El Angel de la Sombra
de Leopoldo Lugones
Capítulo C

C


Mediante la copiosa información en que los diarios rivalizaban, asistíamos, por decirlo así, a los preliminares del armisticio que iba a terminar la Gran Guerra.

Rendído a tanta contradictoria emoción, dormía una noche, lejana ya de aquella extraña entrevista, cuando me despertó la impresión de un estallido.

"Pesadilla de guerra"—pensé sin sobresalto, atribuyéndolo a mí excesiva preocupación.

Habíame quedado con los ojos abiertos en la obscuridad, gozando la sensación de las tinieblas, que me es grato experimentar en el silencio de la noche.

Ajeno a toda alucinación, clara la mente, y sin vincular a ningún recuerdo el estrépito despertador, advertí que hacia el fondo del cuarto, a la altura del dintel, cruzaba la sombra, sin ser de ningún modo claridad ni vislumbre, opaca como la misma obscuridad, una lista azul que fué encogiéndose hasta desaparecer.
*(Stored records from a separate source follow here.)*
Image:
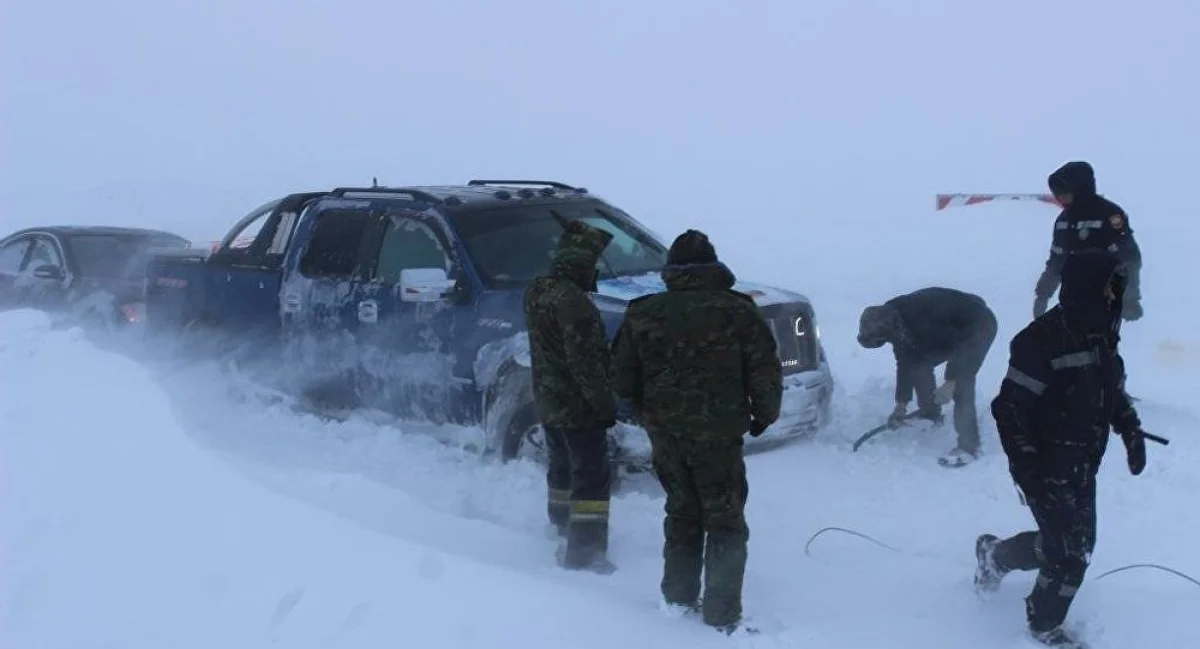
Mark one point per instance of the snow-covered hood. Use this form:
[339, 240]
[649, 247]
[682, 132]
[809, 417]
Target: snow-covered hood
[636, 286]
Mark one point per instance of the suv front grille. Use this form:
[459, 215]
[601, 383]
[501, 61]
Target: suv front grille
[795, 336]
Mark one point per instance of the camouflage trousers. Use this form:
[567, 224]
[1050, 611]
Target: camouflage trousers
[1060, 550]
[705, 529]
[579, 488]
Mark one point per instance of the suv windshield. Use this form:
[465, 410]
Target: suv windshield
[117, 256]
[514, 245]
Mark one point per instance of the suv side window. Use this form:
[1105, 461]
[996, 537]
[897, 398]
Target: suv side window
[409, 242]
[12, 254]
[45, 252]
[335, 244]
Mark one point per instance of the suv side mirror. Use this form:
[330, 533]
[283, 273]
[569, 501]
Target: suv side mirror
[48, 271]
[425, 284]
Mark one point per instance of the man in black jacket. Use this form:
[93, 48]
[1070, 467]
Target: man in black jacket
[1089, 222]
[928, 328]
[1063, 391]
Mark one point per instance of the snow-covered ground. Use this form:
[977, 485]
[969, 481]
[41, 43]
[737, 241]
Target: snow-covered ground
[148, 506]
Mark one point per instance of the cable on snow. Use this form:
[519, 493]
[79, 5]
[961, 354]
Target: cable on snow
[886, 546]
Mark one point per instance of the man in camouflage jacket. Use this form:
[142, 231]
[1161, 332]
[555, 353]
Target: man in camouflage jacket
[573, 392]
[699, 367]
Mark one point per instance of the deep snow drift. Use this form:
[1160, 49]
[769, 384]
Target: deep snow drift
[144, 508]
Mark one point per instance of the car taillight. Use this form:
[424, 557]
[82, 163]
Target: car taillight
[133, 312]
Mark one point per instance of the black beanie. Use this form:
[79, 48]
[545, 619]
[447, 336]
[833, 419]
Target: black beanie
[691, 247]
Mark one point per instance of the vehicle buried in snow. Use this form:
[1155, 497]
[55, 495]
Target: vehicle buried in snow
[82, 275]
[408, 300]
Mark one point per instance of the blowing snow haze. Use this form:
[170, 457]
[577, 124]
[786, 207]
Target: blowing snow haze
[807, 139]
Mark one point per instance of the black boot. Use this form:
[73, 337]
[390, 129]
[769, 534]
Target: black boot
[988, 575]
[1057, 638]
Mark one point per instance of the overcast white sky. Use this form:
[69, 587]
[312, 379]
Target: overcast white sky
[789, 113]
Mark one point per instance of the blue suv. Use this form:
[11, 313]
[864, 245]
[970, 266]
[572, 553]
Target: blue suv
[408, 300]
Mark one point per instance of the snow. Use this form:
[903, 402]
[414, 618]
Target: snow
[150, 503]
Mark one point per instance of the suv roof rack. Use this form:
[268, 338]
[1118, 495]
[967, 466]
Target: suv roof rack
[553, 184]
[418, 194]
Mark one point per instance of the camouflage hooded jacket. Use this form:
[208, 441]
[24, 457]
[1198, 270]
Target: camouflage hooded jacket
[697, 360]
[568, 347]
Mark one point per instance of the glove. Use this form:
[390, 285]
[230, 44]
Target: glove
[931, 414]
[1131, 310]
[1023, 466]
[898, 415]
[1041, 305]
[1135, 450]
[945, 394]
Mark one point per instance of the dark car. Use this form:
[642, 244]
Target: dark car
[88, 275]
[407, 300]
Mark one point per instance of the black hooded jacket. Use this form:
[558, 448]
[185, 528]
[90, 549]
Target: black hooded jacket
[1065, 389]
[928, 328]
[1090, 222]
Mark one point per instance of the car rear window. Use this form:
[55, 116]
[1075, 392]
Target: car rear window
[117, 256]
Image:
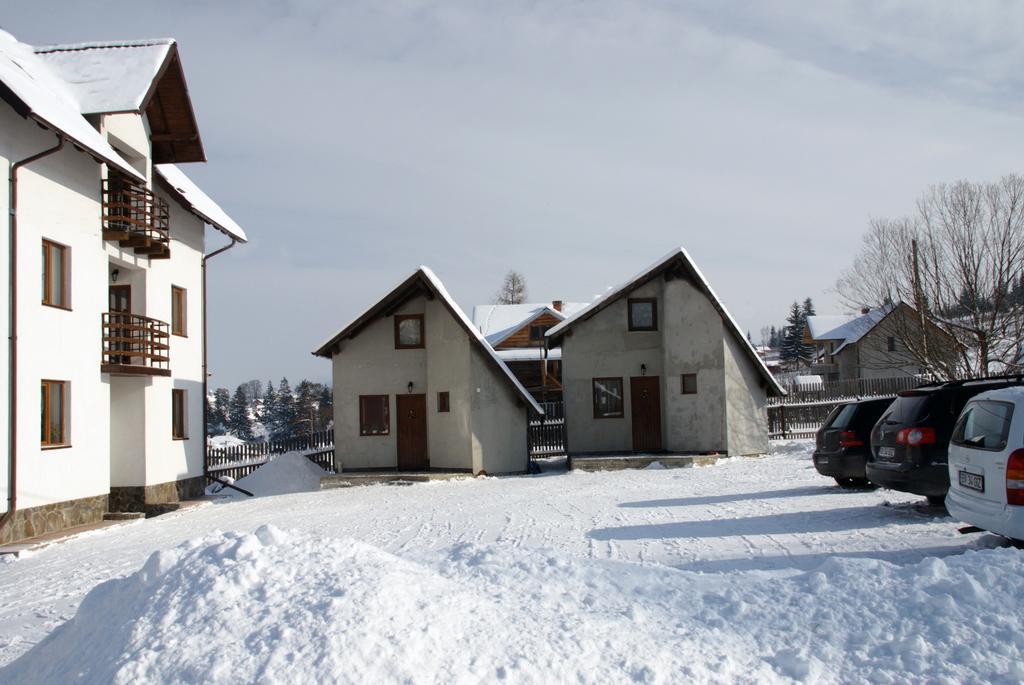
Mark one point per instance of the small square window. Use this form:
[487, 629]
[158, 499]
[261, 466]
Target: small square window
[54, 414]
[375, 416]
[408, 331]
[643, 313]
[178, 311]
[607, 397]
[54, 274]
[179, 414]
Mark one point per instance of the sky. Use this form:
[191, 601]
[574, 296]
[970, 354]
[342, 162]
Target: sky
[573, 141]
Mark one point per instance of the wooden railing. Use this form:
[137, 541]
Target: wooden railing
[135, 217]
[135, 344]
[241, 460]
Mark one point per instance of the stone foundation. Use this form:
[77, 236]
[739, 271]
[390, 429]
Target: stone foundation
[51, 517]
[144, 498]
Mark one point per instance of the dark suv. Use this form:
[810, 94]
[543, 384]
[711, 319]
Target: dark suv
[910, 440]
[843, 441]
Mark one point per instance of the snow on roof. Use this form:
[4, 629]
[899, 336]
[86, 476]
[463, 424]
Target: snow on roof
[677, 254]
[109, 77]
[498, 322]
[49, 100]
[846, 329]
[200, 203]
[441, 292]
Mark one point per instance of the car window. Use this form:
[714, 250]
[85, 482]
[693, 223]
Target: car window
[842, 416]
[984, 425]
[906, 409]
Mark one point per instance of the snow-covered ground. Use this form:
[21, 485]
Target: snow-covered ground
[750, 570]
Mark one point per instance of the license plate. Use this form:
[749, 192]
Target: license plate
[974, 481]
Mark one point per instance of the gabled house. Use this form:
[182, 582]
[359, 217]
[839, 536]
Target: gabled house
[516, 333]
[417, 387]
[104, 372]
[657, 365]
[867, 345]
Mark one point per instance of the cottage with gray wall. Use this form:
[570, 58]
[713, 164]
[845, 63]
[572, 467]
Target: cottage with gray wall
[657, 365]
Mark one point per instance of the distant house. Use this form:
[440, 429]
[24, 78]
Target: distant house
[417, 387]
[867, 345]
[658, 365]
[516, 332]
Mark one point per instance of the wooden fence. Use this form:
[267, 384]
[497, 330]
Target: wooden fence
[546, 435]
[801, 413]
[241, 460]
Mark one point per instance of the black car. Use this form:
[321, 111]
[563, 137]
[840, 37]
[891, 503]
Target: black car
[910, 441]
[844, 440]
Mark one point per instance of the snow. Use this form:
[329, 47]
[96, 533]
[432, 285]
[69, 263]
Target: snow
[752, 570]
[109, 77]
[284, 474]
[677, 253]
[200, 203]
[50, 101]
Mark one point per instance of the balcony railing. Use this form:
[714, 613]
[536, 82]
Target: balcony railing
[135, 345]
[135, 217]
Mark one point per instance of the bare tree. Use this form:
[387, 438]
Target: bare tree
[513, 290]
[958, 262]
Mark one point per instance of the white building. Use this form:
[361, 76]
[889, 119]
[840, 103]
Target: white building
[103, 376]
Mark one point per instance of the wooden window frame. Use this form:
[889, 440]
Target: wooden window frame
[682, 384]
[179, 395]
[45, 441]
[179, 296]
[653, 312]
[387, 416]
[622, 390]
[47, 296]
[398, 318]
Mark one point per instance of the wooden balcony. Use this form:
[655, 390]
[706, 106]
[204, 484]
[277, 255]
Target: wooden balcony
[135, 345]
[135, 217]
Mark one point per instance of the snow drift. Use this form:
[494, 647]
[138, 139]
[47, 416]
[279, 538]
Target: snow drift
[271, 606]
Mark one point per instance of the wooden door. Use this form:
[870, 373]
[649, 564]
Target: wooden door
[412, 412]
[645, 403]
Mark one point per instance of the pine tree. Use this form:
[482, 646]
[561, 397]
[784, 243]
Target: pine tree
[239, 422]
[284, 418]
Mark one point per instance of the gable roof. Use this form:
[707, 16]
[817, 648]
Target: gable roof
[423, 281]
[846, 329]
[33, 90]
[198, 202]
[498, 322]
[677, 259]
[138, 76]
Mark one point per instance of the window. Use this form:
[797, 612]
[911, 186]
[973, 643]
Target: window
[985, 425]
[689, 384]
[643, 313]
[607, 397]
[374, 415]
[408, 331]
[54, 274]
[54, 414]
[179, 415]
[178, 311]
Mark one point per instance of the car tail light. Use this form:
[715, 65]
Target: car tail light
[848, 438]
[915, 436]
[1015, 477]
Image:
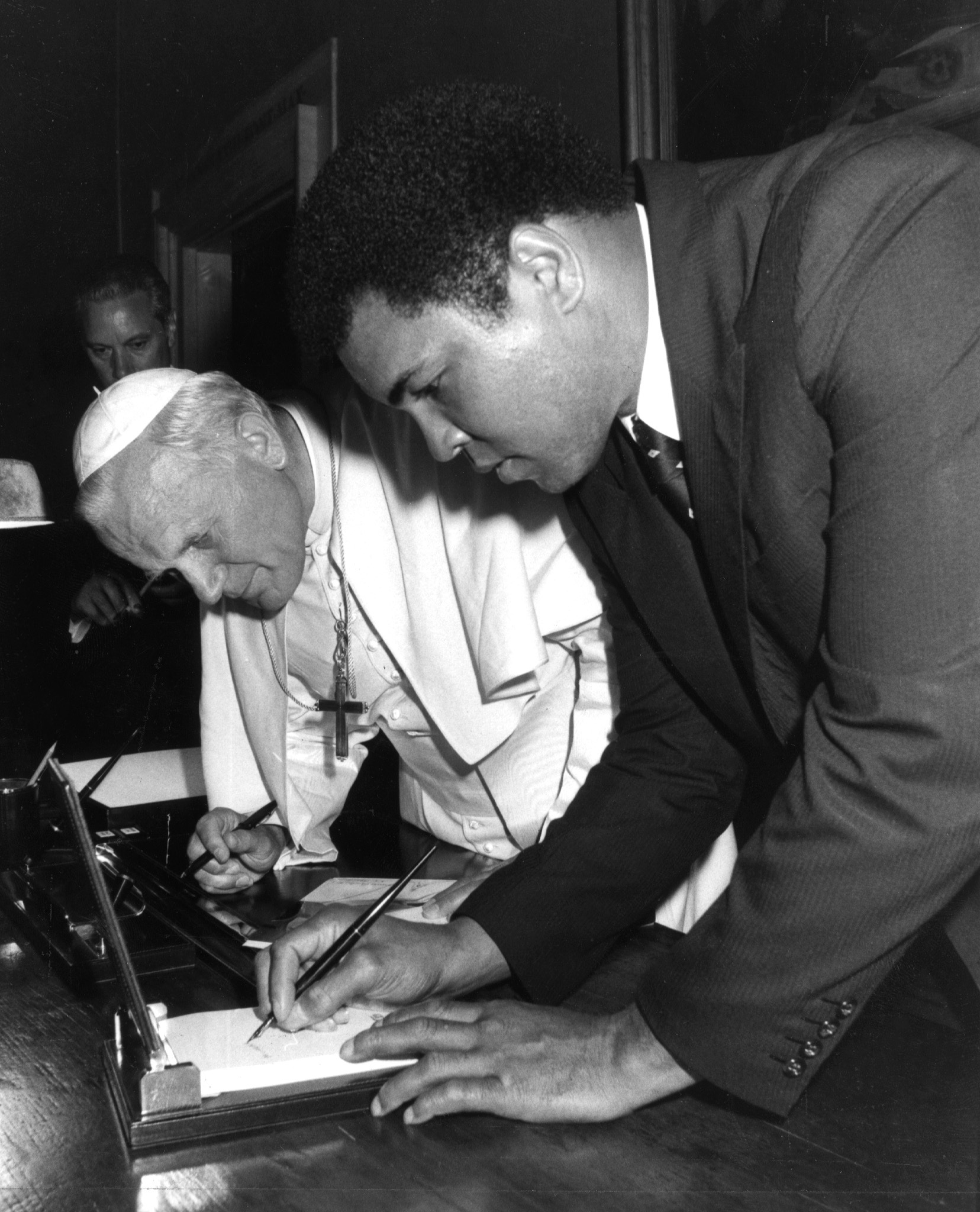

Entonces, con certidumbre imperiosa y absurda a la vez, me asaltó una idea:

—La despedida...

Dos días después, entre la multitud de despachos que colmaban mi diario matinal, hallé uno confirmatorio, de Lisboa:

"En forma repentina, ha fallecido en el edificio de la legación, donde moraba, el ministro de..."

—Al fin!... —díjeme, como aliviado a mi vez por una especie de melancolía dichosa.

Pasaron las horas, sin mayor preocupación a decir verdad, cuando cerca ya del mediodía, el portero apareció con una tarjeta.

Juan Medina, acopiador—leí en voz alta. No sé quien es. Dígale que no estoy.

El portero volvió momentos después con un legajo que el visitante me dejaba sin insistir.

Bajo mi dirección, puesta con tinta en la cubierta, había escrito a lápiz, en caracteres arábigos y latinos: Ibrahim.